Saturday, October 2, 2010

gay and homophobes Crime


Are you Gay?. This past week saw several suicides at American colleges. The most sensationalized was Rutgers freshman Tyler Clementi’s tragic jump from the George Washington Bridge after a fellow student streamed video of his sexual encounter with another guy over the Internet. However, two other college students—Raymond Chase, an openly gay sophomore at Johnson & Wales University in Rhode Island, and Jacob Miller, freshman, sexual orientation unknown, at Fordham’s Bronx campus—also took their own lives. (Chase is also the fifth gay youth to take his own life in three weeks.)
You know why Samuel Barber's music is so sad? Because of friggin' homophobes

You know why Samuel Barber's music is so sad? Because of friggin' homophobes

We like to find someone to blame for every tragedy, but the fact is that a rather disturbing number of suicides happen on college campuses—around 1,100 per year. In fact, suicide is the second-leading cause of death for college students, and the beginning of the academic year, with all its stresses, especially for incoming freshmen, seems to be a particular danger zone.

Administrators do their part to try to curb these disturbing statistics, but in some cases the cure is worse than the disease: Students who seem at risk for self-harm are often banned from campus. Better that they’re gotten rid of, goes this school of thought, than put the college at risk for a lawsuit or create another statistic or an embarrassing news story. Of course, rather than helping, this makes things worse, removing the at-risk students from any sense of progress towards a normal future, perhaps returning them to a bad home situation, and intimidating those who might have suicidal thoughts from speaking up and getting the help they need.

But that’s the subject for another column: What I want to talk about is the particular outrage directed at Dharun Ravi, the 18-year-old who, with his fellow freshman Molly Wei, is accused of publicly live-streaming the video of Clementi and his partner on September 21 after having peeped in privately two days prior. Campus LGBT groups condemned this as “cyberbullying” and a hate crime and took to the streets demanding Ravi’s head on a pike. As Steven Goldstein of the LGBT rights group Garden State Equality said, “You have to prosecute this as a hate crime. Anything less would be an insult to the memory of the young man our society lost.”

This attitude, I disagree with.
The term gay was originally used to refer to feelings of being "carefree", "
happy", or "bright and showy"; it had also come to acquire some connotations ofmetrosexuals guy's.


Now, what Ravi did was stupid, immature, and wrong. What is also wrong is characterizing it as a hate crime without any supporting evidence. Ravi didn’t say or write anything homophobic; by all accounts, he had gay friends, and he apparently liked Clementi. Though there’s still a lot of hate out there, Generation Y, as a whole, isn’t particularly homophobic. We live in a world where sexual orientation is thankfully becoming increasing irrelevant to how we judge others. We also live in a world where any expectation of privacy, or filter between public and private, can be destroyed in a keystroke.

If, as I’m positing, Ravi was truly living in a post-gay headspace, broadcasting his roommate’s hookup may have seemed like a cute prank, The Virginity Hit-style, without the gender of Clementi’s partner mattering (besides being a way to exorcise the annoyance of being exiled from his room). However, this was all the push that was needed for the dominoes set up by Clementi’s own life experience and neurochemistry to fall over. Broadcasting your your roommate’s hookup is an assholish thing to do and a serious invasion of privacy, no matter if it’s with a guy, girl, or Christine O’Donnell in a furry suit. But is it a hate crime?
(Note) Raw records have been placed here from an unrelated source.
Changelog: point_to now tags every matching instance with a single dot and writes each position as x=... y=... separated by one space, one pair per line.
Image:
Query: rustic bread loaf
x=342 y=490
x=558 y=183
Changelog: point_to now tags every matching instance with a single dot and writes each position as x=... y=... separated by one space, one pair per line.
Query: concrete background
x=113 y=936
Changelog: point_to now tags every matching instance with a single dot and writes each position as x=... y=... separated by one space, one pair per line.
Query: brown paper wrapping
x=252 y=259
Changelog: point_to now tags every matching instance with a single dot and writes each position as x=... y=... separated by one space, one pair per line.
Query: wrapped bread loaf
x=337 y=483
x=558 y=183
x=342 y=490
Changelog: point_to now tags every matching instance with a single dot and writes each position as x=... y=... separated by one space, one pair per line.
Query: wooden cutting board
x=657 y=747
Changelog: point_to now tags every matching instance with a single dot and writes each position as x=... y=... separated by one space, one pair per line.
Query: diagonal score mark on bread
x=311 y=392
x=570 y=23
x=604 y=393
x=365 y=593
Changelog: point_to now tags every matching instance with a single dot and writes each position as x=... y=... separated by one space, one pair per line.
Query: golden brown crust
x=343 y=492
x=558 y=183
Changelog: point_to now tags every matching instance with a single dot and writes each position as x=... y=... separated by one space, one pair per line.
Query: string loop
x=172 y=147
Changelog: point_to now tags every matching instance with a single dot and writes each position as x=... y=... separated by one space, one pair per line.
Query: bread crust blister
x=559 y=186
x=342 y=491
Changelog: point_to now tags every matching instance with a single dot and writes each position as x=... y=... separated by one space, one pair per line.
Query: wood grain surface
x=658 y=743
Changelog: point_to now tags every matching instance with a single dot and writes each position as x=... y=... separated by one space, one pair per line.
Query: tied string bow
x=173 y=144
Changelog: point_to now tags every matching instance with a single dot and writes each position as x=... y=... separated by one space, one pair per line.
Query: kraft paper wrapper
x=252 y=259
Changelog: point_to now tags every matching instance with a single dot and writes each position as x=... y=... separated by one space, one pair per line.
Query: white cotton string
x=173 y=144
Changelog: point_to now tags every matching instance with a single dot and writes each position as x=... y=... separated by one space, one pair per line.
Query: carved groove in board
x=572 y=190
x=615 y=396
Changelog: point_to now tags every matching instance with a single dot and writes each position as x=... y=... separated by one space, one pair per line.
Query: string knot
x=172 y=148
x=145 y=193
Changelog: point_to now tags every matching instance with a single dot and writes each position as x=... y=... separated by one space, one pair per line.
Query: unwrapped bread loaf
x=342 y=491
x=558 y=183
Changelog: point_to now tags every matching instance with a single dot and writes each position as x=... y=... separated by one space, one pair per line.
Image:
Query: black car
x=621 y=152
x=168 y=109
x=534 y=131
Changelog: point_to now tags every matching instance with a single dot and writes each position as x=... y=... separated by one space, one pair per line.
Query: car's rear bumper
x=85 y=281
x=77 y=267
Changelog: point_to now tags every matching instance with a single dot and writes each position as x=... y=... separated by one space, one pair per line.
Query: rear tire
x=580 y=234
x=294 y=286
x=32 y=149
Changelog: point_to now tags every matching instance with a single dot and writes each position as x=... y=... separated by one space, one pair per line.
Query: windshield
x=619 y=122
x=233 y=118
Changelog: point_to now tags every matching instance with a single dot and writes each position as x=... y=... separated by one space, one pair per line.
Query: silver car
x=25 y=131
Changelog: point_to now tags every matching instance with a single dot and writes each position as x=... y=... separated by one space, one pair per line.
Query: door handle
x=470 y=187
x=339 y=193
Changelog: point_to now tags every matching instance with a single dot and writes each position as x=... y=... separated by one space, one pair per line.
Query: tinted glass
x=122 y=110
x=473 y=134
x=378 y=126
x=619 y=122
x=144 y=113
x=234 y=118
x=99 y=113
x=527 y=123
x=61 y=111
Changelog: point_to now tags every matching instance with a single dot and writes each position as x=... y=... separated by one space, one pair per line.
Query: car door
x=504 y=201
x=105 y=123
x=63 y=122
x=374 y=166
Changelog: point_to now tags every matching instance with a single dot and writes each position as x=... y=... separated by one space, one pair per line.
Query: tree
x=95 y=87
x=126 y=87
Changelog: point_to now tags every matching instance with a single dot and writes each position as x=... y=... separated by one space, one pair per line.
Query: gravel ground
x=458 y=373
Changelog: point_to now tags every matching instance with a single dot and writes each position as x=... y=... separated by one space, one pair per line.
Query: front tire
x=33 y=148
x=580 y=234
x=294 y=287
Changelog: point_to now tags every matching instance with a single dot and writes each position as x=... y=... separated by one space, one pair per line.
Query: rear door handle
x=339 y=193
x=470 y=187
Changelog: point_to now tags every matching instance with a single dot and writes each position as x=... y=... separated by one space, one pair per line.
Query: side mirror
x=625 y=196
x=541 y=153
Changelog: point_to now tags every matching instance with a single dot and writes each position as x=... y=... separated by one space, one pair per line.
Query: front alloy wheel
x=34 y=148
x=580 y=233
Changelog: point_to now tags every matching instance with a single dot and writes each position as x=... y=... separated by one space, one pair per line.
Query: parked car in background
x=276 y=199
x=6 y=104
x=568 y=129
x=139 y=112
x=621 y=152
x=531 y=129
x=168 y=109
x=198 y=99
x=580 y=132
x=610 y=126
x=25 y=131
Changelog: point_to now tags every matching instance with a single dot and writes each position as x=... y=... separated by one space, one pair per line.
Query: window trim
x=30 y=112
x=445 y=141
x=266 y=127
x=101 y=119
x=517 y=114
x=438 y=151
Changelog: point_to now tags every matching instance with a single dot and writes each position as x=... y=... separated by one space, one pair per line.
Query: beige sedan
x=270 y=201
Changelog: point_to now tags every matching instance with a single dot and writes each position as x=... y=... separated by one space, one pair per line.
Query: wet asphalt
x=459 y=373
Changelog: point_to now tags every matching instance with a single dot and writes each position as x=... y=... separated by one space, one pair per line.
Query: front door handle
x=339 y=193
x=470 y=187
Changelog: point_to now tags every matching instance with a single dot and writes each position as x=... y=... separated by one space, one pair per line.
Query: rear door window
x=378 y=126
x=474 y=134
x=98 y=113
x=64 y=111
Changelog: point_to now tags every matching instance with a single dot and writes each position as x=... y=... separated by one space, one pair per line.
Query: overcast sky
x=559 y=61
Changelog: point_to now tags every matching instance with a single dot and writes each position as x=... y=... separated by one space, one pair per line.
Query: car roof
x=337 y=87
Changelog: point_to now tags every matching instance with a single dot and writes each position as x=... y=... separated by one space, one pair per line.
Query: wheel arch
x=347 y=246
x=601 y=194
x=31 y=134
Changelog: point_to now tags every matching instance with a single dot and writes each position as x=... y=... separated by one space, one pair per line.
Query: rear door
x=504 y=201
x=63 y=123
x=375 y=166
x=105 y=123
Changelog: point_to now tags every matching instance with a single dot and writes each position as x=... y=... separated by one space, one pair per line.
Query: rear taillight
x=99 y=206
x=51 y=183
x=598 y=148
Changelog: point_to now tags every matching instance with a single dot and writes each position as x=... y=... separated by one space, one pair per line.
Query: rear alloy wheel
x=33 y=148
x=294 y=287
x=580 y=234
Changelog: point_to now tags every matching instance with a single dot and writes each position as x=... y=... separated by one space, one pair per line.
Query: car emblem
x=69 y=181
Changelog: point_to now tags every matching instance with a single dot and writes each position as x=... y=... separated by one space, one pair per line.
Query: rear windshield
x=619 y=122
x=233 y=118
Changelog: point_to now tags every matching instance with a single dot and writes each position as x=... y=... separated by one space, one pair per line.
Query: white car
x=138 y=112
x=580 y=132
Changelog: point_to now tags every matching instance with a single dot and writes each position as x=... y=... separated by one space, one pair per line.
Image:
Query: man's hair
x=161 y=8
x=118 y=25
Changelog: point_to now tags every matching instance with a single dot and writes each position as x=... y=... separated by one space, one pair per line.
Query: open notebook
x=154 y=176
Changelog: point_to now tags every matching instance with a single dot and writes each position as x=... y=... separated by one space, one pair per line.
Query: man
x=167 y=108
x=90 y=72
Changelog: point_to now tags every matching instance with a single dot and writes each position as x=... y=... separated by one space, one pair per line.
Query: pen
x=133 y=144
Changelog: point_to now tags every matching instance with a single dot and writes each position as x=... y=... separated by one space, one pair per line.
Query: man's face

While acknowledging that there’s a great deal of anti-gay ugliness out there (and that college LGBT activists tend to be really angry because of it), and admitting that I may be living in a fantasy world where we’re on the cusp of real LGBT acceptance, I am unwilling to paint Ravi or Wei as bigots until I see specific evidence that they targeted Clementi because of his sexual orientation, or that there was a repeated pattern of harassment beyond the thoughtless webcam incident. There’s no need for two more lives to be ruined—one of whom (Wei) is guilty apparently only of letting a friend use her computer—before the full truth comes out. These two kids will already never have a sound night’s sleep for the rest of their lives; there is no need to lynch them in order to satisfy our needs for vengeance or vindicate whatever injustices were done to ourselves in the past. If anything, past victimization should make us more sensitive to others. Thus, I may pity Ravi and Wei, and I think they were wrong, but I’m not willing to condemn them as bigots quite yet.

What I am willing to condemn is that Clementi was made to feel that he had to suffer whatever he was suffering in silence. What I am willing to condemn is that he had to feel shame about being gay. What I am willing to condemn is that gay youth are made to feel feel so hopeless that they think death is better than life. And what I am willing to condemn is college administrators for not doing enough about the campus suicide problem.

Meanwhile, for all the gay teens out there, this link is for you.

Addendum: Why has no one shown sympathy for the poor guy, whoever he is, that Clementi was hooking up with?